In August 2014, State Records of South Australia relocated its Research Centre facilities from Leigh Street and Gepps Cross to the Somerville Reading Room within the State Library of South Australia, as part of a co-location arrangement with the State Library of South Australia and the National Archives of Australia, Adelaide Office. This saw the closure of the South Australian Archives Centre in Leigh Street, Adelaide. In December 2015 records viewing at the Somerville Reading Room was ceased and in January 2016 the State Records Research Centre was re-opened at Gepps Cross.

== Legislative history ==
- The Public Library, Museum and Art Gallery and Institutes Act 1925 prohibited the destruction of South Australian Government records without the approval of the Libraries Board of South Australia. The legislation empowered the Board to take records into its custody and provided for the recovery of government documents in the hands of 'unauthorised persons'. The power to make disposal decisions remained with the Board, or its sub-committees, until the passage of the State Records Act 1997.

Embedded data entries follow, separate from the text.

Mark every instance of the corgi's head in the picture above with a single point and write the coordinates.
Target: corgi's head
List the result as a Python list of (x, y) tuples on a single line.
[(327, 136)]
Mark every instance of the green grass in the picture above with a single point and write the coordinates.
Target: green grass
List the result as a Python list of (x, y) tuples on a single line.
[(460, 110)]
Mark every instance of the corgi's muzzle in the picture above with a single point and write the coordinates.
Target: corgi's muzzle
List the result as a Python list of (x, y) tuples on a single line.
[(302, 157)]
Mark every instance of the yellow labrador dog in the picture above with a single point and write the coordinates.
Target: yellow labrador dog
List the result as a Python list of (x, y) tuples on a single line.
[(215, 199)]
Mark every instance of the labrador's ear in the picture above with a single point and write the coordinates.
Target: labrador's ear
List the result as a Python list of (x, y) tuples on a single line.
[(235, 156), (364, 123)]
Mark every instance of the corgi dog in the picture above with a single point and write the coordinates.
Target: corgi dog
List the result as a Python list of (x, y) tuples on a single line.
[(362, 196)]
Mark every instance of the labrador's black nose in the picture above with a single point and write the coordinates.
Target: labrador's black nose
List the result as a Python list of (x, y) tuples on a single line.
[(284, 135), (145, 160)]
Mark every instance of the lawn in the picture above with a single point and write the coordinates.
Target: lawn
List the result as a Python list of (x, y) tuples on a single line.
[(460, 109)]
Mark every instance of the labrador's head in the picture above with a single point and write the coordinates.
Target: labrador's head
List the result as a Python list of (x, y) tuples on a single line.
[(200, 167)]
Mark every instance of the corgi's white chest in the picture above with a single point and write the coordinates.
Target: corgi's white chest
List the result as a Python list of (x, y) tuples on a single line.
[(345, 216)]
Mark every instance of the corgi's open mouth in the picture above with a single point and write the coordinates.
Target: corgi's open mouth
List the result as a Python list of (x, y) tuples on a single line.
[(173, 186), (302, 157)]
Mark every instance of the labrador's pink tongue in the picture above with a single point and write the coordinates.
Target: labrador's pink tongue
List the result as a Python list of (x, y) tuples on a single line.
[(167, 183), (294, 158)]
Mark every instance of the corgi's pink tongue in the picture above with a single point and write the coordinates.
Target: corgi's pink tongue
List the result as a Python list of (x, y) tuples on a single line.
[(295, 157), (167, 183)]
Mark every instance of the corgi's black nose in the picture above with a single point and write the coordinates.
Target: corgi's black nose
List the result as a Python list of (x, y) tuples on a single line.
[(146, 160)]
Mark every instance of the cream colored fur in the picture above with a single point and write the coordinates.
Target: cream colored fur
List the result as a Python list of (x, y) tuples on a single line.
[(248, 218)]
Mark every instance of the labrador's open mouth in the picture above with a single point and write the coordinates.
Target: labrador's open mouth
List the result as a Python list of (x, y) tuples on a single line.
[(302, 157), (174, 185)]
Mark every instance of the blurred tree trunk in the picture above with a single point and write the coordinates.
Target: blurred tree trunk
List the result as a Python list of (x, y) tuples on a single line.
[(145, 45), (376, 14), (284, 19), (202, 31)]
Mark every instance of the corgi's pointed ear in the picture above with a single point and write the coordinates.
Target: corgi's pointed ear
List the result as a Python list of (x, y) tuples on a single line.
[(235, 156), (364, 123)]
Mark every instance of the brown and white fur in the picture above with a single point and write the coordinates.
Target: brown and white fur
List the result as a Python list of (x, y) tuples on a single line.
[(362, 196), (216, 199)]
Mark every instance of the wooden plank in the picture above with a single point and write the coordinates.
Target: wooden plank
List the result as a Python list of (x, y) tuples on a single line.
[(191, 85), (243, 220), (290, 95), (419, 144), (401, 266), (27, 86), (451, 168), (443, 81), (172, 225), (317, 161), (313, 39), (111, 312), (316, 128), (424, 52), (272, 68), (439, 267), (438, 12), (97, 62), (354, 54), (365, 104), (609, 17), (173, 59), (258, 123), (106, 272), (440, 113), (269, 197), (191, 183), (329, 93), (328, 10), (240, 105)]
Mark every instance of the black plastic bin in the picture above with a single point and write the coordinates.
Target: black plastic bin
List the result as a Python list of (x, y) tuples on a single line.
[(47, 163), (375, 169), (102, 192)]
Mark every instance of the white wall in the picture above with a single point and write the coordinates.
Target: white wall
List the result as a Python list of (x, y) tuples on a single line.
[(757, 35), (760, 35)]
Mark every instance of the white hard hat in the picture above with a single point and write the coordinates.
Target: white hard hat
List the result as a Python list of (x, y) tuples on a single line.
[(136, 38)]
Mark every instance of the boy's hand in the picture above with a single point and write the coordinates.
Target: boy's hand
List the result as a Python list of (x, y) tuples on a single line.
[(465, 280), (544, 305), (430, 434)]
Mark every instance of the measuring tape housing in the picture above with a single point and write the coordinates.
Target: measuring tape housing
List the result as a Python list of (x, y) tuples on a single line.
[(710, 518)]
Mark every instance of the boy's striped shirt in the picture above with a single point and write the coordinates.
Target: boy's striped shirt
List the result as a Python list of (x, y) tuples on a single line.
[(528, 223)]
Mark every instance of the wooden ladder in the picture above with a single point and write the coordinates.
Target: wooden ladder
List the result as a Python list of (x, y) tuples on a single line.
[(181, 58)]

- Local Government Act 1934
- Libraries Act 1982
- South Australia’s Information Privacy Principles, a Cabinet decision, were introduced in July 1989, and regulate the way South Australian Public Sector agencies collect, use, store and disclose personal information. The role of the Privacy Committee of South Australia is to oversee the application of the IPPs by State Government agencies, reports to the responsible Minister and provide advice on privacy issues. State Records provides executive support to the Privacy Committee.
- The Freedom of Information Act, 1991 promotes openness and accountability in government and facilitates more effective participation by members of the public in the processes involved in the making and administration of laws and policies. State Records provides support to the Minister responsible for the administration of the FOI Act by providing advice to government and the public.
- State Records Act 1997 has the objectives of establishing the office of State Records for preserving permanent value official records of the Government of South Australia; promoting the observance of recordkeeping best practice in government agencies; ensuring ready access by the public to official records in State Records' custody; and establishing the State Records Council, formalising some of the roles previously held by the Libraries Board.

== Archival arrangement ==
Until 1982 the South Australian Archives used a Record Group system of classification. In 1983 the South Australian Archives (later PROSA, later SRSA) began using the Australian Series System to arrange the records in the collection. Records transferred prior to this change in the system of arrangement retain the historical arrangement and archival reference, i.e. GRG (Government Record Group) or MRG (Municipal Record Group) numbers.